Here in New York, a recent Times piece details the "worst-case" scenario for teacher layoffs in city schools. In reality, the plan to cut 6 percent - or 4,675 - teachers from the city payroll is a dramatic overstatement. As these things usually go, the city will fire much less educators than predicted, and everyone comes out looking like a hero.
But it's sad still, that some people will lose their jobs - these very stressful, poorly paid jobs.
According to the Times at least two NYC schools are immune from the impending budget bludgeon. One happens to be Public School 57, right across from the parking lot of Home Depot, off Targee Street, in the Park Hill section of Staten Island.
From the Times:
About 320 schools would see no layoffs, because they have not hired new teachers recently. Some schools, like Public School 130 in Bayside, Queens, and P.S. 57 in the Park Hill neighborhood of Staten Island, have employed the same teachers for many years.Who works in this neglected school, in a desperately neglected neighborhood, with mostly impoverished children? And, in addition, who works in this school for "many years"? (A school that has a rating of 2 out of 10 on GreatSchools.org?) Who works there?

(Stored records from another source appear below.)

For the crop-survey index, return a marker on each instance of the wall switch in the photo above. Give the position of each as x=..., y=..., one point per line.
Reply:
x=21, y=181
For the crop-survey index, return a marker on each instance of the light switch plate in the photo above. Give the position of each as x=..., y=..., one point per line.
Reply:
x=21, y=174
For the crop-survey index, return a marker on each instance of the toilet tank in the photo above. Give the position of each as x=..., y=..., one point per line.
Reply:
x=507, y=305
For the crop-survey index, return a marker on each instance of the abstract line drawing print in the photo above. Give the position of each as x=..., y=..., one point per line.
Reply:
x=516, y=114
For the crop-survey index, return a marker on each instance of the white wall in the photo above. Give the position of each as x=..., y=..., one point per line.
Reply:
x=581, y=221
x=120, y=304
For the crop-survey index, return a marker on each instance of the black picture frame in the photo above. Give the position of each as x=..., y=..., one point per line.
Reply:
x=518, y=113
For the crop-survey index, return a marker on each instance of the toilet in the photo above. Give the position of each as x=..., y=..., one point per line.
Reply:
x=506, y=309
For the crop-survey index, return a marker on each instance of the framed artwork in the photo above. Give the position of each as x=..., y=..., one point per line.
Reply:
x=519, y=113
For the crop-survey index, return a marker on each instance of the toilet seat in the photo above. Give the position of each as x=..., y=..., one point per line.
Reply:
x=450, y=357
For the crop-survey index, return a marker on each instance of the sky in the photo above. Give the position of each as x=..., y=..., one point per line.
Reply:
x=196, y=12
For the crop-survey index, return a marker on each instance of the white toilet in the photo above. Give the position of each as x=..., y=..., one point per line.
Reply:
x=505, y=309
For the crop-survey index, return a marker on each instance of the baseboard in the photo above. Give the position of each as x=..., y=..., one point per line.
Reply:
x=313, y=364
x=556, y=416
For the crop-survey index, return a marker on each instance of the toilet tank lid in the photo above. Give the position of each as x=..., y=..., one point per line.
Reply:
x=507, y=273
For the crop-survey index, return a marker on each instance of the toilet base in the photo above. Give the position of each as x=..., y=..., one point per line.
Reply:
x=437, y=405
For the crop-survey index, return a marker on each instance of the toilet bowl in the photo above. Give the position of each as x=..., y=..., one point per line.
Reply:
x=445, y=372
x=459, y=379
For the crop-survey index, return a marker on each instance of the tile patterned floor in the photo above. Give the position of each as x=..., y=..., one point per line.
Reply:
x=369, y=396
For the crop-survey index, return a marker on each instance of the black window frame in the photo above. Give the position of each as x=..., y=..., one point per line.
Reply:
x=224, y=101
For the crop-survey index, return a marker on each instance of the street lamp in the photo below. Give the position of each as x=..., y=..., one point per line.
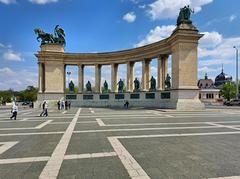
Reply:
x=236, y=71
x=68, y=73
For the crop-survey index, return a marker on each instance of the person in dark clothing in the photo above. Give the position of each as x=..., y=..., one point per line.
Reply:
x=58, y=103
x=14, y=112
x=43, y=107
x=69, y=104
x=66, y=105
x=126, y=104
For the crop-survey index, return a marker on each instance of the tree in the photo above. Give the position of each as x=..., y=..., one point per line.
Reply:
x=228, y=91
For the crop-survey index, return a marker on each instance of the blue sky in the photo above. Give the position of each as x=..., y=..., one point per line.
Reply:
x=109, y=25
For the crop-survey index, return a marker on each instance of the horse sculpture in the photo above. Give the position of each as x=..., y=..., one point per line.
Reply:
x=47, y=38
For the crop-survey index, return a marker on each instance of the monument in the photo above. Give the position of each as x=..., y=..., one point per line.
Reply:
x=181, y=94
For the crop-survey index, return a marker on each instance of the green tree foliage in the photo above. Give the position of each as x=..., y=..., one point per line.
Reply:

Here's what one parent said about the school a few years back on the web:
From what I've witnessed so far, the new principal has been doing a great job. However, the school's test scores speak for themselves. Also, I was quite disappointed to see my daughter come home yesterday with a book from 1964(!)...Whoever works at this place is doing God's work. Congratulations on keeping your job. We're glad your not getting fired. And we're sorry. Sorry that we have not given you the attention, funding, and support you need/desire/deserve/have earned.
Sorry your school is crumbling. Sorry the guy on Forest Avenue gets all the attention. Sorry we haven't helped. (We don't live that far away. We have a few free hours in the afternoon, I'm sure we could come over, maybe after school, sweep up the lunchroom, play basketball with the kids... something.) The children needs us. The children need you. This is unacceptable. You've been shouldering the burden - a burden no one person should be expected to shoulder - with the lack of resources, and the budget cuts, and the threats of termination.
This doesn't help, though. These words. Just empty promises. Words on a screen. One day, maybe, we hope that we can really do something to make a difference. Until then, we wish you luck and strength.